The antimicrobial peptide M33 may be the long-sought substitute to treat difficult lung infections, like multi-drug resistant pneumonia.
In 2013, the European Respiratory Society predicted 3 millions cases of pneumonia in Europe every year. The standard treatment for pneumonia is an intravenous administration of a combination of drugs. This leads to the development of antibiotic resistance in the population. Gradually, doctors are running out of solutions to cure patients. An Italian company suggests a new option: the M33 peptide.
Few years ago, the Italian company SetLance SRL decided to investigate the M33 peptide. The antimicrobial peptide is an optimized version of an artificial peptide sequence selected for its efficacy and stability. So far, it showed encouraging in-vitro results against multidrug-resistant Gram-negative bacteria, including Klebsiella Pneumoniae. With the support of EU funding to the PneumoNP project, SetLance SRL had the opportunity to develop a new formulation of M33 that enhances its antimicrobial activity.

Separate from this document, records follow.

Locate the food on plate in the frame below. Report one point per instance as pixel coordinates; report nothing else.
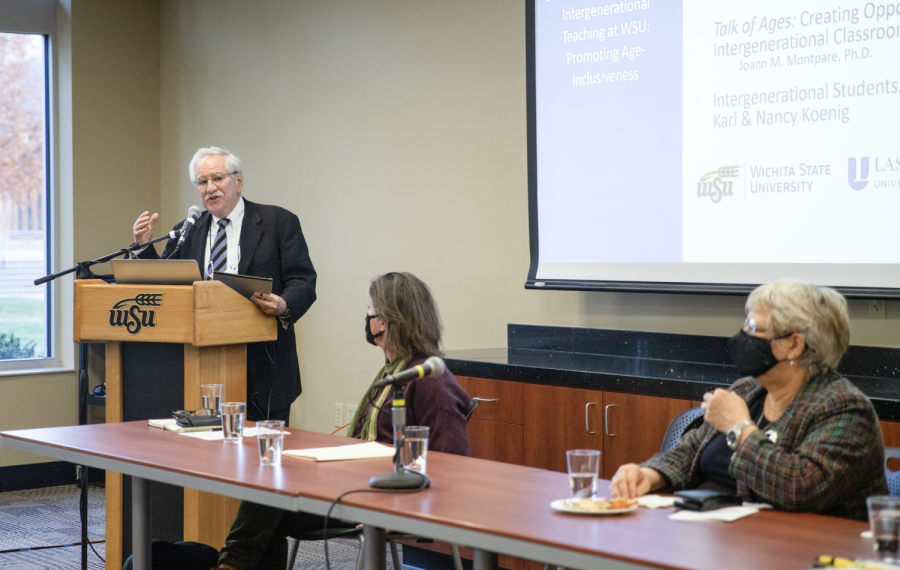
(589, 504)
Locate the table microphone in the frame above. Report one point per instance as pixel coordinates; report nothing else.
(434, 366)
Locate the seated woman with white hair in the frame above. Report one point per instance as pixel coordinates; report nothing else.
(792, 432)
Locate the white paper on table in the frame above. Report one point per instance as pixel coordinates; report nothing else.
(367, 450)
(656, 502)
(205, 435)
(726, 514)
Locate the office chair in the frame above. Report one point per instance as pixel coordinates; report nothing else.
(893, 477)
(392, 537)
(680, 425)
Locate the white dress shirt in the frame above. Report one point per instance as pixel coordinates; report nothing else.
(233, 236)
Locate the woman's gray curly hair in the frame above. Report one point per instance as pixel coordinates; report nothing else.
(818, 314)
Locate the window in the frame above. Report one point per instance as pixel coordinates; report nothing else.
(25, 326)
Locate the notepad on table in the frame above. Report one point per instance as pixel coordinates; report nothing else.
(367, 450)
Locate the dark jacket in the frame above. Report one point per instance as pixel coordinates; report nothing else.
(272, 245)
(439, 403)
(827, 458)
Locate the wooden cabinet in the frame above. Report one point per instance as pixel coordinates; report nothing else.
(561, 419)
(634, 427)
(496, 430)
(534, 425)
(890, 431)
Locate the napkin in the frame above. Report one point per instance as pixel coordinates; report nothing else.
(727, 514)
(656, 502)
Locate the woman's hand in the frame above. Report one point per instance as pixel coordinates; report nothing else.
(724, 409)
(631, 481)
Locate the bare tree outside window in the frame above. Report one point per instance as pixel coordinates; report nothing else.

Fig. Action of a M33 peptide on the membrane of a gram-negative bacteria
The new formulation of M33 fights Gram-negative bacteria in three steps. First of all, the M33 binds with the lipopolysaccharides (LPS) on the outer membrane of bacteria. Then, the molecule forms a helix and finally disrupts the membrane provoking cytoplasm leaking. The peptide enabled up to 80% of mice to survive Pseudomonas Aeruginosa-based lung infections. Beyond these encouraging results, toxicity to the new M33 formulation seems to be much lower than antimicrobial peptides currently used in clinical practice like colistin.
Lately, SetLance scaled-up the synthesis route and is now able to produce several hundred milligrams per batch. The molecule is robust enough for industrial production. We may expect this drug to go on clinical development and validation at the beginning of 2018.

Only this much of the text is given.